I wanted to learn how to repurpose those monastic prayer practices—contemplative prayer that goes deeper than words—so I could offer something similar to my buddies in prison.
I found a guy named Ray Leonardini, who was doing Centering Prayer in Folsom Prison, CA, in the chapel where Johnny Cash famously performed. Visiting there altered my life. I prayed with a massive circle of men inside Folsom and realized that descending into our hearts in silence is like doing internal prison ministry. It’s about going down into our repressed subconscious, opening locked doors within, visiting our most wounded and ugly parts, and learning how to embrace them—just as I had learned to build surprising friendships with men locked inside prisons.
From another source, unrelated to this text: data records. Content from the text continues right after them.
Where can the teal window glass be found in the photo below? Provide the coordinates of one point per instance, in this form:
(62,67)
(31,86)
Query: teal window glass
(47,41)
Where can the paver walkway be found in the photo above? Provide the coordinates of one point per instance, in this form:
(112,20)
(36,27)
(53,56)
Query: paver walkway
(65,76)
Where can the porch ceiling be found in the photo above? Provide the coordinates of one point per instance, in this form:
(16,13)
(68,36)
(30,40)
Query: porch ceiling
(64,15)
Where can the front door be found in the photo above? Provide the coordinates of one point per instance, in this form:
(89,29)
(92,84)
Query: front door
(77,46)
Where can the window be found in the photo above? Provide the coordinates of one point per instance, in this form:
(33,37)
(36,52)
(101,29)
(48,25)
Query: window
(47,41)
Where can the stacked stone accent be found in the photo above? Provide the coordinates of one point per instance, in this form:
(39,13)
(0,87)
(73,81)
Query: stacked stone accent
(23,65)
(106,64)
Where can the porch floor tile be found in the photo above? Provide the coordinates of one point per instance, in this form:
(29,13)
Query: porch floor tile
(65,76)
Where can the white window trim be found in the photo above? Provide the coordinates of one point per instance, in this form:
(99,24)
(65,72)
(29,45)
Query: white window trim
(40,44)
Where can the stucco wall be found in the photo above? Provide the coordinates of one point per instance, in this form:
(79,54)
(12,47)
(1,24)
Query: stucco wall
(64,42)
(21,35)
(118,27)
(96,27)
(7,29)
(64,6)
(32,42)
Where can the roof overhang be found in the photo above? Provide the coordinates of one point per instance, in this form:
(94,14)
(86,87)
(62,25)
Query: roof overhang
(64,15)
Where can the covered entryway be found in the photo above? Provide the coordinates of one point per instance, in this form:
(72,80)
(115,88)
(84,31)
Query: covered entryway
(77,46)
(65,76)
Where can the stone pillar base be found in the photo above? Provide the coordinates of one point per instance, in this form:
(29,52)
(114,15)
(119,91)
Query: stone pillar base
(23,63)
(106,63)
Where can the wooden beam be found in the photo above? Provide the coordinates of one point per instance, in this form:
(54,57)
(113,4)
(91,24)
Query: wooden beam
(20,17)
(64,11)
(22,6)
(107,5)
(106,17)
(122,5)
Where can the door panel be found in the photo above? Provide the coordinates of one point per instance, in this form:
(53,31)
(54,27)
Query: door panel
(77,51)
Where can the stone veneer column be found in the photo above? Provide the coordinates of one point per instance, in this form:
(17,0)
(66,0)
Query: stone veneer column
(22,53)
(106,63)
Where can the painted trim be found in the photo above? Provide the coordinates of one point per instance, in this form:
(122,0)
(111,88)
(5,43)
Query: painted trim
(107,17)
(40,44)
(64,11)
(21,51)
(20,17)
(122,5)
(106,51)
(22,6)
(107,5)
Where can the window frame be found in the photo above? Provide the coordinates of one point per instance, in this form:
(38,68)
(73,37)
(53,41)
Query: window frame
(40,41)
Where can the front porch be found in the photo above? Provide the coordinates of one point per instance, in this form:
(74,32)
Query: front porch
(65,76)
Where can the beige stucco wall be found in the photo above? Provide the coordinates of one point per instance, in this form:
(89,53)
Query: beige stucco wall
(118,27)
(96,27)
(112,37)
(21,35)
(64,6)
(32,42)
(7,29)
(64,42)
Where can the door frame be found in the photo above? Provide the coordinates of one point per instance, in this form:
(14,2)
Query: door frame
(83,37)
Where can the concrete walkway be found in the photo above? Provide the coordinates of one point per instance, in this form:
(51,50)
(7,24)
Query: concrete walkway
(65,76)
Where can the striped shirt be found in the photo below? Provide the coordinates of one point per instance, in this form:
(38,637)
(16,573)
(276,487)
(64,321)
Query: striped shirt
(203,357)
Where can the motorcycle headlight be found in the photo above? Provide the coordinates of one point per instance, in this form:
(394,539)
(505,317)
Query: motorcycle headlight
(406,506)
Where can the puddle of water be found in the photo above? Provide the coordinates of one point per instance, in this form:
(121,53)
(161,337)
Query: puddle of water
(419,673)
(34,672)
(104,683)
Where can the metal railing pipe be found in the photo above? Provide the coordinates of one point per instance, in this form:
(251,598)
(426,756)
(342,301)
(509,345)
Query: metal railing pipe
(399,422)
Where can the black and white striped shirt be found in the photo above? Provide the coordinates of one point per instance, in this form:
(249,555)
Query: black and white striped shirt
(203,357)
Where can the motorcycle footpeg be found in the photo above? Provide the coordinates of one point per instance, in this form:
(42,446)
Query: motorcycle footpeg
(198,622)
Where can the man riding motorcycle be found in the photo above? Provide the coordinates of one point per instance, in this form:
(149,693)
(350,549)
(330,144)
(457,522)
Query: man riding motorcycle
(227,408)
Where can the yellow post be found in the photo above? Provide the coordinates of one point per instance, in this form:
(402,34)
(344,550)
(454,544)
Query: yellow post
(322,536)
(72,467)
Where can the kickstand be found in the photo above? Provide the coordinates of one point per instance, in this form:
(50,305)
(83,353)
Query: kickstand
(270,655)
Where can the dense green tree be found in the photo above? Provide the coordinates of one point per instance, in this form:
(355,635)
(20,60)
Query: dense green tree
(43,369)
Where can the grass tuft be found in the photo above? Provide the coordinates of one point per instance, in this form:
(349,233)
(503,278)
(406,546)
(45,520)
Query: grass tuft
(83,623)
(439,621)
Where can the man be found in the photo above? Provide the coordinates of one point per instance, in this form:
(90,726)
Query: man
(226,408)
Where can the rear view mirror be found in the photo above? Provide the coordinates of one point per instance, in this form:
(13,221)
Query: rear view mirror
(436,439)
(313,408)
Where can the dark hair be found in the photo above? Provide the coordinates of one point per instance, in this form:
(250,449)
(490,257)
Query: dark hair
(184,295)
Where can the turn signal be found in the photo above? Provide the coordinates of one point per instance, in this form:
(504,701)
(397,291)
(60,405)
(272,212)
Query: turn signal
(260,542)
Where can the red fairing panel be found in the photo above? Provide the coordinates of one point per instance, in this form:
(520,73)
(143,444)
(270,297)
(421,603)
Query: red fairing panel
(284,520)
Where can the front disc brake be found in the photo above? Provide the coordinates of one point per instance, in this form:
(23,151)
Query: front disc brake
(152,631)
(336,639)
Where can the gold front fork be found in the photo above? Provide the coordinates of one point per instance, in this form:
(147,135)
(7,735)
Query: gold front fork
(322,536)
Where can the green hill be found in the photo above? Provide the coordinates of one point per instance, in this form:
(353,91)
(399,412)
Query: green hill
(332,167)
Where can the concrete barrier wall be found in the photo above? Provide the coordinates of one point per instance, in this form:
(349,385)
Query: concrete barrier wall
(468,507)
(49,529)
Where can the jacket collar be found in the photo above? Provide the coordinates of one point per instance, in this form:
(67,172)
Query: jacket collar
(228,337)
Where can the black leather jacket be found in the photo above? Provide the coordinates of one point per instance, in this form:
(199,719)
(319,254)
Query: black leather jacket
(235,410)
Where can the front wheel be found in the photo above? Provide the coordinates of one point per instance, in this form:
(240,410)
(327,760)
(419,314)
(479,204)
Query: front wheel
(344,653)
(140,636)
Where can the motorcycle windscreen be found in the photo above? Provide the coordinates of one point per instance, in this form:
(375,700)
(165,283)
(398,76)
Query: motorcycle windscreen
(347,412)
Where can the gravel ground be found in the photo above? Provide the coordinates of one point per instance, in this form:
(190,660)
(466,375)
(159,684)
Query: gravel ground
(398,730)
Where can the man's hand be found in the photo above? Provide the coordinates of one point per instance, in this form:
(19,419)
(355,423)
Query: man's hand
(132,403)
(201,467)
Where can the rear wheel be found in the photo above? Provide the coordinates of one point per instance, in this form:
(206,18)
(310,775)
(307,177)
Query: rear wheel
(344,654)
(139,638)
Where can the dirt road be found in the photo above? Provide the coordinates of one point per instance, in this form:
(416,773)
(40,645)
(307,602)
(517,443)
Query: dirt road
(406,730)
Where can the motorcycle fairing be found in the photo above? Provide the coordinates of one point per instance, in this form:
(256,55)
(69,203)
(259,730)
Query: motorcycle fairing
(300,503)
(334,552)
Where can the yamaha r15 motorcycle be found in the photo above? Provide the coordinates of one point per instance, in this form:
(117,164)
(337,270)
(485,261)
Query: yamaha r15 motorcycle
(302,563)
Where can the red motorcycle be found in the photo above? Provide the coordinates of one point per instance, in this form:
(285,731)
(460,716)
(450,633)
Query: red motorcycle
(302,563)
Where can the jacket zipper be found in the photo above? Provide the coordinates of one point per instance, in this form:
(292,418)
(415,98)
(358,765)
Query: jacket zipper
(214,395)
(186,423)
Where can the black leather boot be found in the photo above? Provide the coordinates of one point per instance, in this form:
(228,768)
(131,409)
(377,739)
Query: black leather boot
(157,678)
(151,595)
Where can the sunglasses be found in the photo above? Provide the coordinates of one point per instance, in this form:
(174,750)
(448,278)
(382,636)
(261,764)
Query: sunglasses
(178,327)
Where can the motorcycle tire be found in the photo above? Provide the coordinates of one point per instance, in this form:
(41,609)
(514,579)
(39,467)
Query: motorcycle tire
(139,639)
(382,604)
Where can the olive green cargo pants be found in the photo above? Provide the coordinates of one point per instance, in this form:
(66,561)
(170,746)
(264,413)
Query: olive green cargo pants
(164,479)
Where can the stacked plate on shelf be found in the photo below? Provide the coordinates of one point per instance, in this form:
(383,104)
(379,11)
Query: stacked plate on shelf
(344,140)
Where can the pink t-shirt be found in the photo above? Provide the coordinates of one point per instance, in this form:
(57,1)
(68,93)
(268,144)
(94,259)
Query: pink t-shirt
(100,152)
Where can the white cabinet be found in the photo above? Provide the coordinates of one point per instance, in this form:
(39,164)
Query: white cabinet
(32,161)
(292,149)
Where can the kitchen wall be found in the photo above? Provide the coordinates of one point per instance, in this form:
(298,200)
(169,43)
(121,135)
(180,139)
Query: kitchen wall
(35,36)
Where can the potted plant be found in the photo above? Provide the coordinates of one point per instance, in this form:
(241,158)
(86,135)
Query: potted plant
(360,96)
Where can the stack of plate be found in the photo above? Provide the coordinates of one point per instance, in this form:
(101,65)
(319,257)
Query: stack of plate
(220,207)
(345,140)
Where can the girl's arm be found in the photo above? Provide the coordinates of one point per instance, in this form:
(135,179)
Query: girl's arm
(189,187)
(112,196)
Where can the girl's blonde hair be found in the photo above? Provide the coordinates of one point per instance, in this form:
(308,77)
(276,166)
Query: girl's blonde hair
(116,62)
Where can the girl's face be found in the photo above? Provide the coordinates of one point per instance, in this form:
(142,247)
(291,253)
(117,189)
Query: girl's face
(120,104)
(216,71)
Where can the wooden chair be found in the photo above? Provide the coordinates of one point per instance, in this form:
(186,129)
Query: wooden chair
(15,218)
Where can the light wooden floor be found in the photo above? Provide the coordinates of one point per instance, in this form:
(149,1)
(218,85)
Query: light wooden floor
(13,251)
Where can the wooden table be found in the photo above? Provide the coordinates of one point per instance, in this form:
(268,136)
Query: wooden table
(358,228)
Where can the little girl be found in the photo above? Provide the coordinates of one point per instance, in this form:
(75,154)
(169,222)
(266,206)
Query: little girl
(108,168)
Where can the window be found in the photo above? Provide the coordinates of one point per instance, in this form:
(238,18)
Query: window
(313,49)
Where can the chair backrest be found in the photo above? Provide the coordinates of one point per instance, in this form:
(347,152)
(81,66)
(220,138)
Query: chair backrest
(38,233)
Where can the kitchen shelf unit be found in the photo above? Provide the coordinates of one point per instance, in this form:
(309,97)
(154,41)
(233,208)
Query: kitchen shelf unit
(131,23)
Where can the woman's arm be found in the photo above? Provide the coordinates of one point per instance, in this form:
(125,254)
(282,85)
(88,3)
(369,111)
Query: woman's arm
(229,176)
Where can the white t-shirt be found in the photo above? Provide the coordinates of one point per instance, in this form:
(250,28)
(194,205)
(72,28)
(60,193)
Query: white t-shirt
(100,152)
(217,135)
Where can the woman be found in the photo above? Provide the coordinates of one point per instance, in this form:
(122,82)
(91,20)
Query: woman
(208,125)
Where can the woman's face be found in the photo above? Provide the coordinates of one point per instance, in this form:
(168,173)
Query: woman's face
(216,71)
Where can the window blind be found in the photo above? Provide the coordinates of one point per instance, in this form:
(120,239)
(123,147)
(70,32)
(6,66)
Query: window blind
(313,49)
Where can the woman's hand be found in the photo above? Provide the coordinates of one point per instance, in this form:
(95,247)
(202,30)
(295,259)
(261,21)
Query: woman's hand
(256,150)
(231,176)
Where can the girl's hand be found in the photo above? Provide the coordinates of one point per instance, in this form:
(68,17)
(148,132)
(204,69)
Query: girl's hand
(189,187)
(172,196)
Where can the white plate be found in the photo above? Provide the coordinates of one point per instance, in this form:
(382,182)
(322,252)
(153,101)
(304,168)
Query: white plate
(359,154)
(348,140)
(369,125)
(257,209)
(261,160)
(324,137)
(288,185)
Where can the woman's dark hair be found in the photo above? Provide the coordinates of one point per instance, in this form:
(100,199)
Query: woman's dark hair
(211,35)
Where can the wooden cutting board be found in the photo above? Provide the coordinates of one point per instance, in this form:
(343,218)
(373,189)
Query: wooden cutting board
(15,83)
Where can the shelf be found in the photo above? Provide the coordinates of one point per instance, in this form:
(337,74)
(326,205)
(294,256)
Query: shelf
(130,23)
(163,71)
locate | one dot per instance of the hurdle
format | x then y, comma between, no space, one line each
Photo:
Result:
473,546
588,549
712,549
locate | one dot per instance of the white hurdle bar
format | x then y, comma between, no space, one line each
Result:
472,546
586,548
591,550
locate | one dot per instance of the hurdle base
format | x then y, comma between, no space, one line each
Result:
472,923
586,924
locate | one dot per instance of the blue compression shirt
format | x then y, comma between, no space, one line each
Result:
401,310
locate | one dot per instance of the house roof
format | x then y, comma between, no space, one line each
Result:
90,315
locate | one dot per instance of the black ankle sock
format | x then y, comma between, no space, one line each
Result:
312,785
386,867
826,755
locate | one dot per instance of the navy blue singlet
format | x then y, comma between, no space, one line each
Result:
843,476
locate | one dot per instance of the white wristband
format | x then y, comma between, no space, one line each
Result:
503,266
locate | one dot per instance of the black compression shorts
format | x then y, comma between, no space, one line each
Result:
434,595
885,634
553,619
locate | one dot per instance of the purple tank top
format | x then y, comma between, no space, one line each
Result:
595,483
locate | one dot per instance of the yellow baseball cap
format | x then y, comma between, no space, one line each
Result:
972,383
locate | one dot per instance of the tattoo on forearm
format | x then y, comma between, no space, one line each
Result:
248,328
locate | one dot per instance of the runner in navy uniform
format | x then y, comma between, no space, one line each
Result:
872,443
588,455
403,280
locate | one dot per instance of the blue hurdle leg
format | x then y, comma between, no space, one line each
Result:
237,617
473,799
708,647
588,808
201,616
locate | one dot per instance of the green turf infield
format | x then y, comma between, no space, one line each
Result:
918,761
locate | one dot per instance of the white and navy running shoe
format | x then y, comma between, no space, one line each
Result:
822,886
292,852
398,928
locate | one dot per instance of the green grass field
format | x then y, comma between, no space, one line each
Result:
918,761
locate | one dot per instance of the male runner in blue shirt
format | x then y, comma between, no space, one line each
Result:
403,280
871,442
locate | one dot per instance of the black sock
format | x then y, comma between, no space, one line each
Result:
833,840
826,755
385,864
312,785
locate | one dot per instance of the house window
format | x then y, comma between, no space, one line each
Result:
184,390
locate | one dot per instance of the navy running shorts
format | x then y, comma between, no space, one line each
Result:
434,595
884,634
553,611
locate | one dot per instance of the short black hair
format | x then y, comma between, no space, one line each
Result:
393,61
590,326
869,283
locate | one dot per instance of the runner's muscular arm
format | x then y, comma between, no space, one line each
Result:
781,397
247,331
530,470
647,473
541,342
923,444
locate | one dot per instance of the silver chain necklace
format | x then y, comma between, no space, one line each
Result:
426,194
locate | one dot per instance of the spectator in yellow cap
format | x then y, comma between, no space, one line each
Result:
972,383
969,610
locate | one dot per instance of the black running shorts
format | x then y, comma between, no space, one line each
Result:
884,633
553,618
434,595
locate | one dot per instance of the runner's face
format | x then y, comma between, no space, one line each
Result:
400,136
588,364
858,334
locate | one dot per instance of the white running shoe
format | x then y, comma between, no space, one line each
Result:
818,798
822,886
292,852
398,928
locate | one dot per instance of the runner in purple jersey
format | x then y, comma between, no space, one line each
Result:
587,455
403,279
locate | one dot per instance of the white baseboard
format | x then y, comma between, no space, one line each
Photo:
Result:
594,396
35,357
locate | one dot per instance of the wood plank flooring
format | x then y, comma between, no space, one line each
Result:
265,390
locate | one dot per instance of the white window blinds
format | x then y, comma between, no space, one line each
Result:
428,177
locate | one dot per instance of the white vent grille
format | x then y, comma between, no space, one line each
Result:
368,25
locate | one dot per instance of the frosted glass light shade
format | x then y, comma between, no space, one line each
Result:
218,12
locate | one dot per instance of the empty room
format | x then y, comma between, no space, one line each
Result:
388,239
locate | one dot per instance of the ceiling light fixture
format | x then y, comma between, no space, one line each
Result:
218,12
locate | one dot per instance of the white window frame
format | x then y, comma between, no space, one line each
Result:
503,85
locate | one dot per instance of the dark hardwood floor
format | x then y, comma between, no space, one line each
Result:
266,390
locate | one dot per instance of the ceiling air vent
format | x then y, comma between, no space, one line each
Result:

Does that make sense?
Whether our staff uses Welcoming Prayer to begin, or Centering Prayer as a 20-minute practice using a single word as a master key to unlock the heart, I’ve been experimenting with any practice that helps me and others vulnerably enter our inner “underground” realm with Christ’s love.
This practice has helped me see how much of a control-obsessed warden I can be within myself. I realize how much I punish myself and lock away my needy and wounded parts that cause trouble. Now, I think of it as an abolitionist prayer practice. I no longer believe we can create new systems in society until we first practice—and experience—unlocking doors, healing, and reconciliation within.
That’s a practice I want to share with my boys. When Abram is old enough to visit juvie with me, he might see reflections of himself: his own wounds, fears, humor, and strength. I hope he’ll learn to embrace them all.